I am running pytorch on docker: [2.1.2-cuda11.8-cudnn8-devel].
I was trying to run the training script from GitHub - xg-chu/CrowdDet, and got the following error:
torch.cuda.OutOfMemoryError: CUDA out of memory. Tried to allocate 62.00 MiB. GPU 0 has a total capacty of 2.00 GiB of which 0 bytes is free. Including non-PyTorch memory, this process has 17179869184.00 GiB memory in use. Of the allocated memory 967.91 MiB is allocated by PyTorch, and 76.09 MiB is reserved by PyTorch but unallocated. If reserved but unallocated memory is large try setting max_split_size_mb to avoid fragmentation. See documentation for Memory Management and PYTORCH_CUDA_ALLOC_CONF
nvidia-smi:
+-----------------------------------------------------------------------------+
| NVIDIA-SMI 510.51 Driver Version: 511.69 CUDA Version: 11.6 |
|-------------------------------+----------------------+----------------------+
| GPU Name Persistence-M| Bus-Id Disp.A | Volatile Uncorr.

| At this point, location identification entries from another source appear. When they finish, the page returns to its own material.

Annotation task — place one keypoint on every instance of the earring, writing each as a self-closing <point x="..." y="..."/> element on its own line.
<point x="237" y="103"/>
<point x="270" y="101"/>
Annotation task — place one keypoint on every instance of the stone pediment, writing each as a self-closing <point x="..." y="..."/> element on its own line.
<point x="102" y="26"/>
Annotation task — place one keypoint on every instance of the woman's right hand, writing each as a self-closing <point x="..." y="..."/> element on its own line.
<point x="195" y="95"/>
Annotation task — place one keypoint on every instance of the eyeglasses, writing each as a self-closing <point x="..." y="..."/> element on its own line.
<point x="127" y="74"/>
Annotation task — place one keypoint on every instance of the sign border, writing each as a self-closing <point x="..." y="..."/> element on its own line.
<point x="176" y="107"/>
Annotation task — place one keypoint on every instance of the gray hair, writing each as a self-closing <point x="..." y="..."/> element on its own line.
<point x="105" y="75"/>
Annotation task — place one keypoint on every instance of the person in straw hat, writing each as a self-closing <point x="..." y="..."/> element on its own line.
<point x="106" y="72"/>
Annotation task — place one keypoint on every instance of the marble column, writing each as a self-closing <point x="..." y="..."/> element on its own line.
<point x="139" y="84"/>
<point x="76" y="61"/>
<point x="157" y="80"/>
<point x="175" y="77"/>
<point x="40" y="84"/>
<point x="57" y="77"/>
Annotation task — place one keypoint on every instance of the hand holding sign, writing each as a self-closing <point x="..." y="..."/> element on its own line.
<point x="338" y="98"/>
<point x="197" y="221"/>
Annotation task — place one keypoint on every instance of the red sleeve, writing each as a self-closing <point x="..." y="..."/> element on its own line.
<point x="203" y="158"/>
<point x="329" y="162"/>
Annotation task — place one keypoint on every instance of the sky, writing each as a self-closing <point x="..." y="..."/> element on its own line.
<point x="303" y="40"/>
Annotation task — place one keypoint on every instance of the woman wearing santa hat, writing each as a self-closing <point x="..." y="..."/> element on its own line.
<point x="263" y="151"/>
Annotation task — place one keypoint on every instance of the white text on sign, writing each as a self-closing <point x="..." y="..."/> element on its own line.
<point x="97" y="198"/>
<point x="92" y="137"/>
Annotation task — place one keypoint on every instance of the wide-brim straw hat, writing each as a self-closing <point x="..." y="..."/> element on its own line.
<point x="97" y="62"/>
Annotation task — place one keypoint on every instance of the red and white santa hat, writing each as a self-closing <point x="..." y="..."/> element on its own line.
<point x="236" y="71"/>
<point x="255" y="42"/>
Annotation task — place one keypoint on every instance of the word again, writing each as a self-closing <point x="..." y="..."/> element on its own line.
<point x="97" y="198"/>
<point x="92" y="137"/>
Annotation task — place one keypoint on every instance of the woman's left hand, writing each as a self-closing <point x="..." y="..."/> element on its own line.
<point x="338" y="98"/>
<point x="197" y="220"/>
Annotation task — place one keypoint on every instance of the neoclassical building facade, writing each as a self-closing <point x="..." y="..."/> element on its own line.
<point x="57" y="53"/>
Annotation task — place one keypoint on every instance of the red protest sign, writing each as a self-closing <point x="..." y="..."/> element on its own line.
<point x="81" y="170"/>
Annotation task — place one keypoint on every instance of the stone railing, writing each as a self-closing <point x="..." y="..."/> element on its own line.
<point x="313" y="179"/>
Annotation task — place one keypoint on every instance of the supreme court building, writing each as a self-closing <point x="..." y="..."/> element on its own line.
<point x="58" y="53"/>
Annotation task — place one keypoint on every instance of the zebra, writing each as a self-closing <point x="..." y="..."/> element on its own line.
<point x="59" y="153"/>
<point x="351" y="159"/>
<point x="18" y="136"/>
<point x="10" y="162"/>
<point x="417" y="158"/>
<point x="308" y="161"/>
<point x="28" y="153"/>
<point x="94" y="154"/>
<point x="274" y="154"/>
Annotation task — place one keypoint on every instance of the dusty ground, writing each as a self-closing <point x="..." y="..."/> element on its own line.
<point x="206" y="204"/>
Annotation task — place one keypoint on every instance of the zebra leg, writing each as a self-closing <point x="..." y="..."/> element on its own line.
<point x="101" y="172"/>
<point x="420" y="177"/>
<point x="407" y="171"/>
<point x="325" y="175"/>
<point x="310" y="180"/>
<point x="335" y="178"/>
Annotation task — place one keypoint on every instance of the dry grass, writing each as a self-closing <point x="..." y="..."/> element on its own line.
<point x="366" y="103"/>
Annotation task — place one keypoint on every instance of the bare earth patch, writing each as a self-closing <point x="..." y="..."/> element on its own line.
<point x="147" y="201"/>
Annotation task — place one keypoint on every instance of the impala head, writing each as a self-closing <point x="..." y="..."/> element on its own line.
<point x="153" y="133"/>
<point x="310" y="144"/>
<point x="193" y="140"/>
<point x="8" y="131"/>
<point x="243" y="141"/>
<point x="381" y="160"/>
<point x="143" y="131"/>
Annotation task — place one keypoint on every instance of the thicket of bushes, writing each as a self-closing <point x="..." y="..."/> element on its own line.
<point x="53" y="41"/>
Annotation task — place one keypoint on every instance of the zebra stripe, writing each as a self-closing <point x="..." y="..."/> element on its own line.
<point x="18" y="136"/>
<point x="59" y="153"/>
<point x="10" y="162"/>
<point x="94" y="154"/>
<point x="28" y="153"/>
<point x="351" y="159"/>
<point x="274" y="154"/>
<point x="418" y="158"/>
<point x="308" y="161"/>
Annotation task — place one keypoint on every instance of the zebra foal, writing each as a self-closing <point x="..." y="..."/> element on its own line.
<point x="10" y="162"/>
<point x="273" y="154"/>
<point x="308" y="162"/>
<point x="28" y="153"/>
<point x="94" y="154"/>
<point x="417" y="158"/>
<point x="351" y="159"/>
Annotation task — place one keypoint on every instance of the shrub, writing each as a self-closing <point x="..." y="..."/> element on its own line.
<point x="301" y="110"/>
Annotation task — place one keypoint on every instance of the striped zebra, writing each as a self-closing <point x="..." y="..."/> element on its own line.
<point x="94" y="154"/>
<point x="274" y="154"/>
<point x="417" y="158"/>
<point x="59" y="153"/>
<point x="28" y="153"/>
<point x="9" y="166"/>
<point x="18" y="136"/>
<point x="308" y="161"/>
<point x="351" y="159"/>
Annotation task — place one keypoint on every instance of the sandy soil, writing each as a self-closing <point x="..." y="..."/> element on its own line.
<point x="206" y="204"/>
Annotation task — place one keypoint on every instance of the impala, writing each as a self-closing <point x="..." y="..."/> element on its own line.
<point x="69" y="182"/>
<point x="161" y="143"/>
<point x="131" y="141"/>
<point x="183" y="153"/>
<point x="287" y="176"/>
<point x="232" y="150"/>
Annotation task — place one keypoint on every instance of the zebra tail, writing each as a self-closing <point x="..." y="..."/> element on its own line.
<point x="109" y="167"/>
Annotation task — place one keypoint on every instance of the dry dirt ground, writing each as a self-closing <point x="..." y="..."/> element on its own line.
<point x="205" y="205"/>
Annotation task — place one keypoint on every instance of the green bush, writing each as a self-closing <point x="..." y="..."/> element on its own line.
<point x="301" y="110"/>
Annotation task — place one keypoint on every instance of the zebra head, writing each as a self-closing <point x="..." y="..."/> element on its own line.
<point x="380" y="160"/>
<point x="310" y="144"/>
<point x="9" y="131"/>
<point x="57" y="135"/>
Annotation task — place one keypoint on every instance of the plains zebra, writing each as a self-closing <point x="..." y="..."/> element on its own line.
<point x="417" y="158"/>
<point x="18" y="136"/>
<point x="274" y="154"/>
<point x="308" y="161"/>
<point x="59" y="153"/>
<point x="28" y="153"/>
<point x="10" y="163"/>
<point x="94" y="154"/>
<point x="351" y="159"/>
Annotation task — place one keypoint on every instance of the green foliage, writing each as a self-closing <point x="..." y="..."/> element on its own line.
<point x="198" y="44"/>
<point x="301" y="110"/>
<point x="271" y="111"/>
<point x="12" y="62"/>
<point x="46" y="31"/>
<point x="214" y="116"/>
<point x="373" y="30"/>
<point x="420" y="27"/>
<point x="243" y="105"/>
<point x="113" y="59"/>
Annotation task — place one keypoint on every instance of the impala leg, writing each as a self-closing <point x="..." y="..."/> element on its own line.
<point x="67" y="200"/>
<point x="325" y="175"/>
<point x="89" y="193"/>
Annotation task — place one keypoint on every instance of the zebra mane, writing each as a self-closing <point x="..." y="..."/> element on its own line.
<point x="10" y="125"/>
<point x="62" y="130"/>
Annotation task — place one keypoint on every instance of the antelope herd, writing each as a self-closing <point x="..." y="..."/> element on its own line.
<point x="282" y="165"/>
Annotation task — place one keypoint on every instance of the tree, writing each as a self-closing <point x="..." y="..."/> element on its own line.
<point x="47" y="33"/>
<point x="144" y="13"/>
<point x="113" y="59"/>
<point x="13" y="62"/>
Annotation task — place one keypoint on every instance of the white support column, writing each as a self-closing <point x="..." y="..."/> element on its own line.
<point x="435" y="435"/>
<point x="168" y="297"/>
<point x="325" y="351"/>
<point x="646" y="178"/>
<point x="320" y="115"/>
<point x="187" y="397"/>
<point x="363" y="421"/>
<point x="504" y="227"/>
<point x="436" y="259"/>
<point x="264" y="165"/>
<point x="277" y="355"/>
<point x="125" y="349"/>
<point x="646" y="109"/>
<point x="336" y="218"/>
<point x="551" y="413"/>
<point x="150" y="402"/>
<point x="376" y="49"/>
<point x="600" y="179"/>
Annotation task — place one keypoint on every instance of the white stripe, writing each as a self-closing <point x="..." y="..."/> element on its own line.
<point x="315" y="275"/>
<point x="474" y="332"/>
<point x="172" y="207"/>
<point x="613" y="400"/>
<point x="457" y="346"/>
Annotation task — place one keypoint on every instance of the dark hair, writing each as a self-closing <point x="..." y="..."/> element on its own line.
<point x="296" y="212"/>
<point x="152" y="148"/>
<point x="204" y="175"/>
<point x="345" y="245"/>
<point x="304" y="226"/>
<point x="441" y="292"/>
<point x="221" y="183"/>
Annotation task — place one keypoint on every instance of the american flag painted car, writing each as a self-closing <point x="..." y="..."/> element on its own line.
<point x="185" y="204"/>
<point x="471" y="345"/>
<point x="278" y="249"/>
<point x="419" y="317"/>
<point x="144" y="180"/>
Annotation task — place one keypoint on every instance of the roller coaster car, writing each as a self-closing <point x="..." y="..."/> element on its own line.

ECC |
| Fan Temp Perf Pwr:Usage/Cap| Memory-Usage | GPU-Util Compute M. |
| | | MIG M. |
|===============================+======================+======================|
| 0 NVIDIA GeForce ... On | 00000000:02:00.0 Off | N/A |
| N/A 49C P0 N/A / N/A | 0MiB / 2048MiB | 3% Default |
| | | N/A |
+-------------------------------+----------------------+----------------------+
+-----------------------------------------------------------------------------+
| Processes: |
| GPU GI CI PID Type Process name GPU Memory |
| ID ID Usage |
|=============================================================================|
| 0 N/A N/A 22 G /Xwayland N/A |
| 0 N/A N/A 33 G /Xwayland N/A |
| 0 N/A N/A 34 G /Xwayland N/A |
+-----------------------------------------------------------------------------+
-
I’m using a Asus zenbook laptop which has a NVIDIA® GeForce® MX250
2GB GDDR5, is that why the GPU is capped at 2GiB? -
The part where the error says “Including non-PyTorch memory, this process has 17179869184.00 GiB memory in use.”, is it normal to have such a big process?
-
How do I tell how much GPU I need to train this model?